Fox has succeeded in creating a visual depiction of a truth that was recently proven by a formal study. It’s a truth that Black women know all too well, and Black parents fight all the time. America does not acknowledge the girlhood of Black girls. As a result, they are ignored and left unprotected. They are abused and their bodies used. When people fail to recognize the girlhood in a 10-year-old, it’s easier to see her as a body whose only value is in experimentation.

By making a white man the only person who can see the Black girl’s girlhood, the show forces audiences to delve into some raw feelings that so many have about race relations. It also challenges us to reexamine our definitions of duty and even family.
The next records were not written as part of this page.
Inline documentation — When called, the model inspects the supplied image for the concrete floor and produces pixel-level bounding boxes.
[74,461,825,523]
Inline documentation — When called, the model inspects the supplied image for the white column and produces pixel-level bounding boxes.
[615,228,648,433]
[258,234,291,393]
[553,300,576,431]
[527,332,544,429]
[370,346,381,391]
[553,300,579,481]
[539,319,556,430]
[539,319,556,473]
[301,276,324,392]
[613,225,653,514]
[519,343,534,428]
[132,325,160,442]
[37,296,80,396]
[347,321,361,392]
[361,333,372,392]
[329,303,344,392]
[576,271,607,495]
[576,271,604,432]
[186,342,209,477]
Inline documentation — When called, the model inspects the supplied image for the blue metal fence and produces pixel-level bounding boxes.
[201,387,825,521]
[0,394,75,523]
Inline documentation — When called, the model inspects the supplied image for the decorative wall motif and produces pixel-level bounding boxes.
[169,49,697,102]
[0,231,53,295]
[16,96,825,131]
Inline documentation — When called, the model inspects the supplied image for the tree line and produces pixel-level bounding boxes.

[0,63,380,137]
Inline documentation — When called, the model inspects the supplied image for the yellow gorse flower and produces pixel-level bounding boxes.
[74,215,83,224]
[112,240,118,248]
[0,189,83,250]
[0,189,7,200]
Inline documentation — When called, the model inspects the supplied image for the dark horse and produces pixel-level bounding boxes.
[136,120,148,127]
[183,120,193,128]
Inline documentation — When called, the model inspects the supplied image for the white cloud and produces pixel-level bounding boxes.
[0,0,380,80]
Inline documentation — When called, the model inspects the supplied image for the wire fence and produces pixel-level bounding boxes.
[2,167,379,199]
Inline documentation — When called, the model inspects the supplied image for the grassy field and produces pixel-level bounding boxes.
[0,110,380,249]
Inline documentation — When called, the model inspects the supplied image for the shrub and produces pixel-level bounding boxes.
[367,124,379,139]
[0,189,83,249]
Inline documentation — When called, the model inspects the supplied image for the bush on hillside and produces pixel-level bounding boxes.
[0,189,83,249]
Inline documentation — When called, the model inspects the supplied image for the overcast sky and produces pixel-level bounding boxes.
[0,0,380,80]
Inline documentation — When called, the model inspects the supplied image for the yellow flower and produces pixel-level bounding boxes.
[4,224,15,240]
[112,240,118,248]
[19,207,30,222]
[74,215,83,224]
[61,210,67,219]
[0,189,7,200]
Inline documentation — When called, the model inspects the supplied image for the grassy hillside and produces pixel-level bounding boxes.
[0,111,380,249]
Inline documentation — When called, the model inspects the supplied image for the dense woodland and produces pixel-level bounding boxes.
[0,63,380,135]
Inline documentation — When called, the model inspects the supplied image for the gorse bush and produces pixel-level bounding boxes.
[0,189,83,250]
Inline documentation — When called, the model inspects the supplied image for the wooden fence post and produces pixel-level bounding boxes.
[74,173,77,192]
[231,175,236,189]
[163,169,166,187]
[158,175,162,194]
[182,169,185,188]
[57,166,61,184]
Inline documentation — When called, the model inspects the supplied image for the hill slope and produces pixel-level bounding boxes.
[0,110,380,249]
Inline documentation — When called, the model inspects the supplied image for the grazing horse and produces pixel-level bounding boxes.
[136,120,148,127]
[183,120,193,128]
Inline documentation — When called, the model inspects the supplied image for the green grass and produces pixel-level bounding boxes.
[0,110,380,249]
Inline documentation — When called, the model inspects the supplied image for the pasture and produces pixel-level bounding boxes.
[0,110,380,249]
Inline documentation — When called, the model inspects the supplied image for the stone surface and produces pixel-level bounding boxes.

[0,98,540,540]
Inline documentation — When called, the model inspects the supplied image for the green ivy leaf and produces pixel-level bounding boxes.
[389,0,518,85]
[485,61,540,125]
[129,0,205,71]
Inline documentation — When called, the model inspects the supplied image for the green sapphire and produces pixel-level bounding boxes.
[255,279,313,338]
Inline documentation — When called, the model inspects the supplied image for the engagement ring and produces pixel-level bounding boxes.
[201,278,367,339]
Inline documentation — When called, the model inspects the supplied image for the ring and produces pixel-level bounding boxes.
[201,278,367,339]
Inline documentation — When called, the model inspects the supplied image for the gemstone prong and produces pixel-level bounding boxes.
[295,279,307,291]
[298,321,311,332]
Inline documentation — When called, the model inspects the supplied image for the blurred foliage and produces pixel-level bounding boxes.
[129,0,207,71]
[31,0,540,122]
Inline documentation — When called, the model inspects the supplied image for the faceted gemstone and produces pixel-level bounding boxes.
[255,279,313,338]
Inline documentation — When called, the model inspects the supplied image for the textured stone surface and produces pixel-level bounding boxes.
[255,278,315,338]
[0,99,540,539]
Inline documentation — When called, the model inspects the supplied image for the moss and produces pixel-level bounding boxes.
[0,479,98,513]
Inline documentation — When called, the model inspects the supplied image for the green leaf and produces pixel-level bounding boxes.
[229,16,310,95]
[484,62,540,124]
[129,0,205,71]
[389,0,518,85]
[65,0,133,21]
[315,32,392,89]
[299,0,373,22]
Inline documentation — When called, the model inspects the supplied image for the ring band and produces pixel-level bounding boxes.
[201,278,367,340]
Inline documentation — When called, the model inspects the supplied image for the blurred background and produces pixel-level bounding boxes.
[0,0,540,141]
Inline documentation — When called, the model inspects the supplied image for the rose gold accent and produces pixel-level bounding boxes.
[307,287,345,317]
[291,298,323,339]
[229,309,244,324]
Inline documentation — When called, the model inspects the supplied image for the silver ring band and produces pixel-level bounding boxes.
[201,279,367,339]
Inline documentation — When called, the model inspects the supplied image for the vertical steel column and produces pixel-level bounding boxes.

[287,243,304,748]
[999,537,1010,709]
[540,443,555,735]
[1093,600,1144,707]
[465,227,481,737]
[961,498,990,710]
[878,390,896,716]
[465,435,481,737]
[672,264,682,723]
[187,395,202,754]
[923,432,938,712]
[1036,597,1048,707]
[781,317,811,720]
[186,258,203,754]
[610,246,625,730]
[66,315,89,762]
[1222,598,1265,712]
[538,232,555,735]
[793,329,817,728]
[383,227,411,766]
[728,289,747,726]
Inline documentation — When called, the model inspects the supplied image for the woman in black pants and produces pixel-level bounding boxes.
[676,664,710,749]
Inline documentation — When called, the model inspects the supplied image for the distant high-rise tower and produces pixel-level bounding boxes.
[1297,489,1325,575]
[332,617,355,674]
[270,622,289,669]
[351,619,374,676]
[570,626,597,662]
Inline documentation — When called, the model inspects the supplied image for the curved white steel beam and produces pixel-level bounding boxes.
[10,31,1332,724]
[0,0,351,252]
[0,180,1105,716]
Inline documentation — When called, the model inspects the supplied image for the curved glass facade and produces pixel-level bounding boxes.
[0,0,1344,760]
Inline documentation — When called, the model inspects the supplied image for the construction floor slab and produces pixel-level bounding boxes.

While this is only one part of the storyline in The Passage, it is a very important one worth exploring. And it brings up some questions that have a large bearing on the plot. What makes Brad the only person who can truly see the girl? Will whatever that is fade away, blinding Amy’s only protector and making him like everyone else? Will Brad become compromised, leaving Amy unprotected? Will Dr. Sykes tap her own girlhood and become an ally?

These are questions for the next episodes. For now, social commentary woven into the series is something that I hope we get to discuss further.

The Passage airs Mondays at 8 on Fox. You can stream the pilot episode on Hulu, On Demand, and Fox Now.